I shuffled a little closer to the edge, silent as a cat, and tried to make out what they were saying. I could only get snatches of their conversation, which wasn’t good. Frustration rolled through me as I watched their faces. I have eyesight like a damn hawk, a body built for sin and I can seriously rock a leather corset… but I can’t read lips worth a damn.
Nabzon seemed excited, though, body language effusive. The sense that this was important, that I really needed to know what the little shit was up to, filled me. Reaching into the part of me that was pure demon, I called the shadows to cover me and slipped from the corridor into the hall.

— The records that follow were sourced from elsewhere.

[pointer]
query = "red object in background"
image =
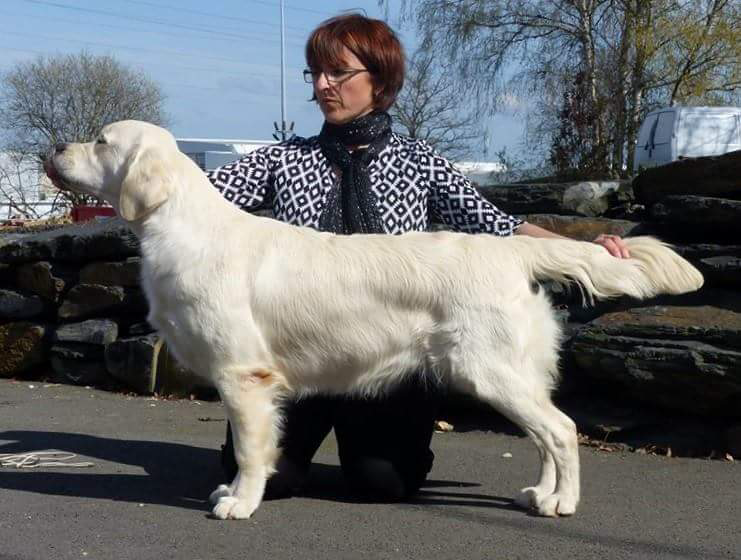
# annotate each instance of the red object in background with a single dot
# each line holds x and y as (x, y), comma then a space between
(85, 213)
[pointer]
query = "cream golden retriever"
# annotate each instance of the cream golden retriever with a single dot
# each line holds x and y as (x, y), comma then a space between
(264, 309)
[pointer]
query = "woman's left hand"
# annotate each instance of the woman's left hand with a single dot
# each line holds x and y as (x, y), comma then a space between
(614, 245)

Sticking to the darker edges of the cavern where my shadows were less likely to be noticed, I crept toward the small group. As I moved, their voices became more distinct until I could make them out.
“Did you find them? Tell me you found them!” Nabby demanded, his face eager. If he’d been a dog, he’d have been drooling. My eyebrow winged up. What had the demon so worked up? It had to be something good. I hadn’t even seen him this wet with anticipation when he’d been trying to get me up the aisle.
The vampires nodded, breaking out the smiles. Whatever it was, if it made them and Nabby happy, it couldn’t be good. But what?
“We tracked the bloodline down to Ass—”
I frowned as the speaker, a vampire, turned away and his voice went muffled. Shit, I needed to get closer. Whose bloodline were they on about? There were a few names people had searched for throughout history—Jesus, King Arthur—personally I was more interested in the guy who’d created chocolate cake that didn’t make you fat… never heard of that one, huh? Yeah, it was apparently down to a deal with one of us. As soon as news hit the grapevine, chocolate cake dude disappeared. Apparently his great-grandkid is out there somewhere with the recipe. One day…
Another couple of feet and I could hear again. I froze in place, wrapping my shadows carefully around myself.
“Assjacket?” Nabzon frowned. “What kind of place calls itself that?”
He had a point. Seemed a bit of a douche name to pick.
“That’s just what the residents call it,” the vamp said with a shrug. “We lost the trail there. But yeah, the antichrist was there.”
My world stopped, dead, as all the blood in my veins froze. If Nabzon had vamps looking for the antichrist, we were all in a lot more fucking trouble than I had thought.